Ultrasound-guided biopsy is routinely used in diagnosis or treatment for superficial lesions of the head and neck, and it can detect nodes even less than 2 mm in diameter, while CT and magnetic resonance imaging are less sensitive than ultrasound in detecting nodes of < 5 mm in diameter [20]. Owing to the challenging anatomical complex of the oropharynx such as the base of tongue, ultrasound offers significant advantages regardless of artifact and soft tissue definition compared with CT [6]. In this study, we performed seeds implantation by color Doppler ultrasound with a high frequency probe and guiding stabilization devices. Our local results are promising and had good cosmetic outcomes. Two cases of grade 4 side effects of skin ulceration were seen in the cervical lymph node position. Both patients had had previous radiation and the recurrence lesion had invaded the subcutaneous tissues before seeds implantation.

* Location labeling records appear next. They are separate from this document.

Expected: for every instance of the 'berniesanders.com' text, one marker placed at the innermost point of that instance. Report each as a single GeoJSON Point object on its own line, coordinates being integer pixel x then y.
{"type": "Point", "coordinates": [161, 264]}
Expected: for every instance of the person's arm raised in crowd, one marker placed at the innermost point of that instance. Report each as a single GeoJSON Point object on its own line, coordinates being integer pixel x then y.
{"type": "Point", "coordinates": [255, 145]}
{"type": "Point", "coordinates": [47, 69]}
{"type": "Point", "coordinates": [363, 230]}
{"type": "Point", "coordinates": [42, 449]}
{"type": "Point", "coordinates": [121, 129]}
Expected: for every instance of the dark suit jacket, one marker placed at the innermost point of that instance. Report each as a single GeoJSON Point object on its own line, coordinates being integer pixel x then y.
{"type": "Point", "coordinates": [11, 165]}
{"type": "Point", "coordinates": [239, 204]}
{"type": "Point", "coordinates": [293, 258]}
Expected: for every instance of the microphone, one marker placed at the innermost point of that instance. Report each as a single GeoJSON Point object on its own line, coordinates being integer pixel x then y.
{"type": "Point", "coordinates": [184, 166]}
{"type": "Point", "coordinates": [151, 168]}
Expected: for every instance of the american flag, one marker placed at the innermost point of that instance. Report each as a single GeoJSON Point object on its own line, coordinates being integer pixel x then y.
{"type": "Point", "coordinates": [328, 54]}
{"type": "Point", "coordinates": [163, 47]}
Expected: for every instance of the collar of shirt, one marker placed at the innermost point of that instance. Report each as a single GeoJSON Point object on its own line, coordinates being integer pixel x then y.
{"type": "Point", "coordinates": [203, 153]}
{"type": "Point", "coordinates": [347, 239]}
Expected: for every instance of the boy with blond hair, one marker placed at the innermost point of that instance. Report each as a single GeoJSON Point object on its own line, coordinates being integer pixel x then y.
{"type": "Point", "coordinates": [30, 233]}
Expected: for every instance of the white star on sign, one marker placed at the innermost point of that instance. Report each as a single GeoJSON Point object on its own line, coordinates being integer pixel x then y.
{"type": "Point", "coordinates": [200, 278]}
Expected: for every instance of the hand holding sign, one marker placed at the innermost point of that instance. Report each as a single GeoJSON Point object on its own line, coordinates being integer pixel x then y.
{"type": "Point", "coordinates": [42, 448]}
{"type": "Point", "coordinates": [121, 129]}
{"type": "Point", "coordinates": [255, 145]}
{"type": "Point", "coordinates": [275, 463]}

We summarized the merits of ultrasound-guided seeds implantation as follows: 1) real-time-guided; 2) no extra radiation dose exposure; 3) convenient and quick; 4) reproducible. The disadvantages include low image resolution and the fact that only two-dimensional images are available.
Conclusions
Interstitial permanent implantation of 125I seeds under ultrasound guidance is feasible, efficacious, and safe for refractory head and neck recurrences. It is a preferable option for patients with cervical lymph node recurrences or metastases from the head and neck, superficial maxillofacial region, and base of the tongue carcinomas. Tumor invading skin is a contraindication.
Acknowledgments
The authors would like to thank Dr. Yuliang Jiang, Suqing Tian, and Weiqiang Ran for their clinical contributions, Dr Haitao Sun for his suggestions of post-operative dosimetry, and also Junjie Wang for his critical review and suggestions.
Disclosure
Authors report no conflict of interest.